Ovvero nuovi modelli imprenditoriali per le imprese sociali al #WIS12.

Il 13 e 14 settembre 2012, a Riva del Garda, si è svolto il X Workshop sull’Impresa Sociale, organizzato da Iris Network. Una delle sessioni della prima giornata, a cura di Ecoliving, era dedicata alle cooperative sociali che gestiscono pubblici esercizi e all’approfondimento delle buone pratiche in questo settore, con attenzione all’impatto sociale ed economico.

Nell’intervento di apertura sono stati sottolineati alcuni aspetti di fondo della sessione, che useremo come griglia di valutazione delle realtà che sono state presentate:

  • la sostenibilità sociale, ed economica di queste strutture,
  • la relazione di queste strutture con un modello di business molto vicino a quello imprenditoriale “che ha obiettivi di profitto”,
  • gli elementi innovativi in queste strutture.

Ape bianca: un progetto del territorio per il territorio

Questo progetto, a cura di Ecoliving di Folì, è un modello di business particolare che racchiude nel suo essere, diversi ambiti commerciali: una caffetteria – spazio eventi, una biottega (uno spazio vendita di prodotti biologici a km 0 sfusi), una libreria diffusa (i libri sono dislocati nello spazio vicino agli argomenti di cui parlano), uno sportello etico. Le motivazioni che hanno spinto alla costruzione di questo spazio sono quelle di dedicare un progetto all’economia civile e alla promozione dei beni territoriali ad alta qualità.

Per quanto riguarda la sostenibilità,  gli spazi per gli eventi e le aree fruibili al pubblico, sono pensati per essere occupati da realtà locali che propongano riflessioni e momenti aggregativi di impatto sociale ed etico. Inoltre, nella scelta dei fornitori dei prodotti presenti nella bottega, viene operata una selezione non esclusivamente sulla base della qualità dei prodotti ma anche dal rispetto dell’ambiente e della comunità, favorendo cooperative di inserimento lavorativo o imprenditori che finanziano o investono in progetti a beneficio della collettività.

Il modello di business, in questo caso, riflette una realtà molto vicina alla classica rappresentazione delle cooperative, con un forte elemento innovativo, il desiderio di porsi al centro di una rete di comunicazione e sviluppo sociale abitata da cooperatori, imprese e cittadini.

Panecotto: promuovere il territorio e il turismo con l’impresa sociale.

Panecotto è un brand, di proprietà del consorzio la Città Essenziale di Matera.
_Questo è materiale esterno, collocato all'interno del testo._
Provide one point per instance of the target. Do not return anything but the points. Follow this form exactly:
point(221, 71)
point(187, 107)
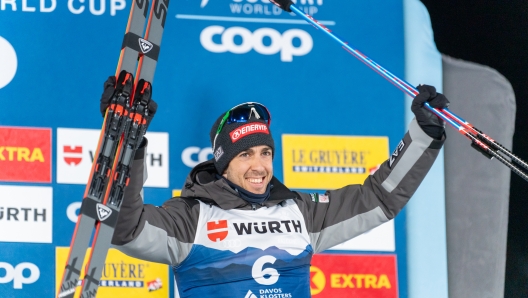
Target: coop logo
point(22, 274)
point(218, 39)
point(25, 154)
point(9, 62)
point(217, 230)
point(76, 150)
point(192, 156)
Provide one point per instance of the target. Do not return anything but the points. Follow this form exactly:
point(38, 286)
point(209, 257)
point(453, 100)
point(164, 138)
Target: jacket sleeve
point(159, 234)
point(355, 209)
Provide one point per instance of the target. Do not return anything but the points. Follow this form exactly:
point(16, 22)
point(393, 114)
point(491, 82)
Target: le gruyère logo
point(217, 230)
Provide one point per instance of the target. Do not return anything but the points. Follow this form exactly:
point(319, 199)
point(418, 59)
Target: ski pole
point(479, 139)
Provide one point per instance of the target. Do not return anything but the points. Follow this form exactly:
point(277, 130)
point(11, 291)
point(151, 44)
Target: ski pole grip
point(283, 4)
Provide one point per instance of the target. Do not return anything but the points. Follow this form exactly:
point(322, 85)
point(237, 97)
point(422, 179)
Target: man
point(237, 230)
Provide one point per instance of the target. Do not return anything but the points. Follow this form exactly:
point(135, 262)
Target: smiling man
point(237, 231)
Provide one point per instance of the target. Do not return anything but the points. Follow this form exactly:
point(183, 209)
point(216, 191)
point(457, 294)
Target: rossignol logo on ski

Questo consorzio raggruppa trentadue cooperative con l’obiettivo di promuovere lo sviluppo della cooperazione e favorire la diffusione dei prodotti tipici locali. Le intenzioni del consorzio sono quelle di promuovere il territorio attraverso la diffusione del marchio a livello nazionale, con la proposta e lo sviluppo di un franchising e avvalendosi di un piano marketing ben definito. Nei progetti dei sostenitori, il marchio dovrà posizionarsi in una fascia di mercato di alta qualità e con grande valore aggiunto.

Fin qui, sembra di parlare di una normale esperienza imprenditoriale con obiettivi di profitto. In realtà il progetto nasce dall’esigenza di finanziare i servizi di welfare che non sono più raggiunti da finanziamenti pubblici, in questo senso il termine “profit-for-no-profit” acquista un significato importante e consente di sviluppare una sostenibilità economica importantissima, con grandi risvolti etici e sociali.

Qui il modello di business è fortemente innovativo in quanto  influenzato dalla necessità di un profitto. Il consorzio di cooperative, in realtà, è stato in grado di trasformare la sua forma esteriore, occupandosi di fare profitto, pur tenendo ben in mente l’obiettivo di finanziare la sua mission sociale.

Percorso verso il mutualismo allargato di una cooperativa di consumatori.

CFL (Cooperativa Famiglie Lavoratori) di Treviglio si configura come una classica cooperativa di consumo, dopo alcuni anni della sua storia la mission di questa cooperativa cambia, allargandosi a vari aspetti dei comportamenti di consumo (e non solo) dei soci e di tutta la comunità.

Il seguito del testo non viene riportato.